Watergedragen verf op basis van acrylaten is niet vanzelfsprekend duurzaam, aangezien de chemische bouwstenen hiervoor (veelal metacrylzuur) gebaseerd zijn op aardolie. Mede dankzij BPM wordt verf echter steeds groener. Binnen het Methaform-project wordt gewerkt aan een biobased drop-in; daartoe wordt citroenzuur of itaconzuur (gemaakt uit de fermentatie van suikers) omgezet naar metacrylzuur. Bovendien wordt onderzocht of biobased itaconzuur ook rechtstreeks is te gebruiken voor watergedragen verfsystemen. Met een ‘chemische toolbox’ zijn de eigenschappen van de nieuwste watergedragen coatings te finetunen, door de verhoudingen tussen verschillende monomeren te veranderen.
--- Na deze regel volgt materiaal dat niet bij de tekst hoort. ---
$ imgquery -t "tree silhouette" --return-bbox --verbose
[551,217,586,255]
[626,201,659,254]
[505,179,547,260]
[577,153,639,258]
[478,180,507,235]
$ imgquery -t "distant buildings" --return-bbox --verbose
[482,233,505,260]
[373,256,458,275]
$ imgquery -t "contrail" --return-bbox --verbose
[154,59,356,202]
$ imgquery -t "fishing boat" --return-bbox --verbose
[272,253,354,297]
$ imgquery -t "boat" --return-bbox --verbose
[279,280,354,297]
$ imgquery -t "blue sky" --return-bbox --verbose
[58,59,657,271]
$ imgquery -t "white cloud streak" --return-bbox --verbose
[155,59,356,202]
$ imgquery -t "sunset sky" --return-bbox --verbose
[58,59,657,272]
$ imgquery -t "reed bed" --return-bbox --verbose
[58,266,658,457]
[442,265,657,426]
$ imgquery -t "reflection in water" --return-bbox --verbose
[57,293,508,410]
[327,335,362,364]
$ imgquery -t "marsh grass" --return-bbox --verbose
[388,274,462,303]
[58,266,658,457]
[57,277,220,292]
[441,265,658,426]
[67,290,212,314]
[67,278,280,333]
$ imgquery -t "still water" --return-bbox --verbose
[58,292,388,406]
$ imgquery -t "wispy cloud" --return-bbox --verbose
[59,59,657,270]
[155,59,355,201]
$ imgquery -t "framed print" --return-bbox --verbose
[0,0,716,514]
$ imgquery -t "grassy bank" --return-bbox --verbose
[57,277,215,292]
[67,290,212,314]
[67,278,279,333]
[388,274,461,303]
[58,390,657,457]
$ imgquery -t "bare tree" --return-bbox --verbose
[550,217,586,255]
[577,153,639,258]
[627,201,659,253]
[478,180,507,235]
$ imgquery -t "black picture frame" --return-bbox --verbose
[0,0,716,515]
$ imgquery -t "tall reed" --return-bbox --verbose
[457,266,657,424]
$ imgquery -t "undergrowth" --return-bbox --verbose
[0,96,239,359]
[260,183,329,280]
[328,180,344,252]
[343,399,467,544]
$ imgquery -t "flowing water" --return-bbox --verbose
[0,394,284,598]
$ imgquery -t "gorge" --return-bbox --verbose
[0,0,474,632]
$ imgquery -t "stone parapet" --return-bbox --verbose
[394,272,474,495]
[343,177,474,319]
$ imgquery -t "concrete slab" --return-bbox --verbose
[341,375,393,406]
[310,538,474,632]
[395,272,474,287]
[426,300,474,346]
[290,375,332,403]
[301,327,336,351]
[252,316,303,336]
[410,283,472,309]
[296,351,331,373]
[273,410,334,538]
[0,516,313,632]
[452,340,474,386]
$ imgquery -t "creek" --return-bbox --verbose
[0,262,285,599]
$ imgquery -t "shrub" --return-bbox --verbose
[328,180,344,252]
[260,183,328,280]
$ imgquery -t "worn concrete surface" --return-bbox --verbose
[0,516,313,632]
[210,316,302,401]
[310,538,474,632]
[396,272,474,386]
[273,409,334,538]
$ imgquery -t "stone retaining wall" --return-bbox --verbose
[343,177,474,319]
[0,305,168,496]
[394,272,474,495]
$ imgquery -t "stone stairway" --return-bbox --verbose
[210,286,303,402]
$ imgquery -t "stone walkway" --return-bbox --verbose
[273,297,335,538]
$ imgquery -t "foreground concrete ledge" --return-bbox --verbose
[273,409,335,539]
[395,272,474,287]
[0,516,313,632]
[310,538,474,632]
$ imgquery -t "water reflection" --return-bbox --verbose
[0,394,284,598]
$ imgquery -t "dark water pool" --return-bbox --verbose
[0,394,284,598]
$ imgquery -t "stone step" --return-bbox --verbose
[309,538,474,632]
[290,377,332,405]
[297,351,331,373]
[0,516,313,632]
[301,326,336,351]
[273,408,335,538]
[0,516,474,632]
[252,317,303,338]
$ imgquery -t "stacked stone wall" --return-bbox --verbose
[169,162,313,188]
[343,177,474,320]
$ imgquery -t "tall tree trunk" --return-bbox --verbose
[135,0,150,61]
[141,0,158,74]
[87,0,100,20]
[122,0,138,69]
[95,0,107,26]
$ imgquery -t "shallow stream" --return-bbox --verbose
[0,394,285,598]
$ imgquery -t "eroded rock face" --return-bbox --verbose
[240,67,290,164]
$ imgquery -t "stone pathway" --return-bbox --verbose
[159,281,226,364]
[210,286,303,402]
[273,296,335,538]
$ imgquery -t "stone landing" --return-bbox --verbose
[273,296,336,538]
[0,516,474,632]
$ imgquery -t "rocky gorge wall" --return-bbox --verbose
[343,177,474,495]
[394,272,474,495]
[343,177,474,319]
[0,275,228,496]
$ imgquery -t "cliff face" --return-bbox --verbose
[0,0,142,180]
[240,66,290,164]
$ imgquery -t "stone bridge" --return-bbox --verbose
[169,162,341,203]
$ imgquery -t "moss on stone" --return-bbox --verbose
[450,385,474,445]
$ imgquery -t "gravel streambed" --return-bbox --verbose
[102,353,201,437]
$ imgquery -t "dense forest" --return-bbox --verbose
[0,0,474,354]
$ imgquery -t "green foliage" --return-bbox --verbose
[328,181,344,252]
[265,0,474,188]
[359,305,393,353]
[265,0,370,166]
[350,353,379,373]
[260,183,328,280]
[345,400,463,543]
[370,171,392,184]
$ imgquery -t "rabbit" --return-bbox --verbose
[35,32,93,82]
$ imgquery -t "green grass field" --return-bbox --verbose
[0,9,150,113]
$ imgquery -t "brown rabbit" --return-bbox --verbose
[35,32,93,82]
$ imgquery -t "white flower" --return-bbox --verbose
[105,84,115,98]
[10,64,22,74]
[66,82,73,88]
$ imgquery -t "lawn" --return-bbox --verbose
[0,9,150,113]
In dit project werkt Wageningen Food & Biobased Research samen met Archer Daniels Midland Company (ADM), EOC Belgium en Van Wijhe Verf.

Stillere spoorwegovergangen

Een trein of tram die langs dendert, veroorzaakt flinke trillingen en geluidsoverlast. Om dat te voorkomen, worden rails ingegoten in een rubberachtige hars. Deze harsen worden momenteel uit aardolie gemaakt en bevatten ook toxische stoffen, zoals isocyanaten. Fabrikant edilon)(sedra wil van de gevarenlabels op haar producten af en vraagt daarom om biobased materialen. Samen met Croda en Wageningen Food & Biobased Research werd een alternatief ontwikkeld: een drop-in op basis van plantaardige olie. Die presteert net zo goed als de fossiele variant, maar de onderzoekers gaan een stap verder, door het verbeteren van de hechting aan staal en beton. Bij de oude harsen moet daarvoor een primer worden aangebracht. Hechting zonder primer zou een extra pluspunt zijn, dat de keuze voor een biobased hars vanzelfsprekend maakt.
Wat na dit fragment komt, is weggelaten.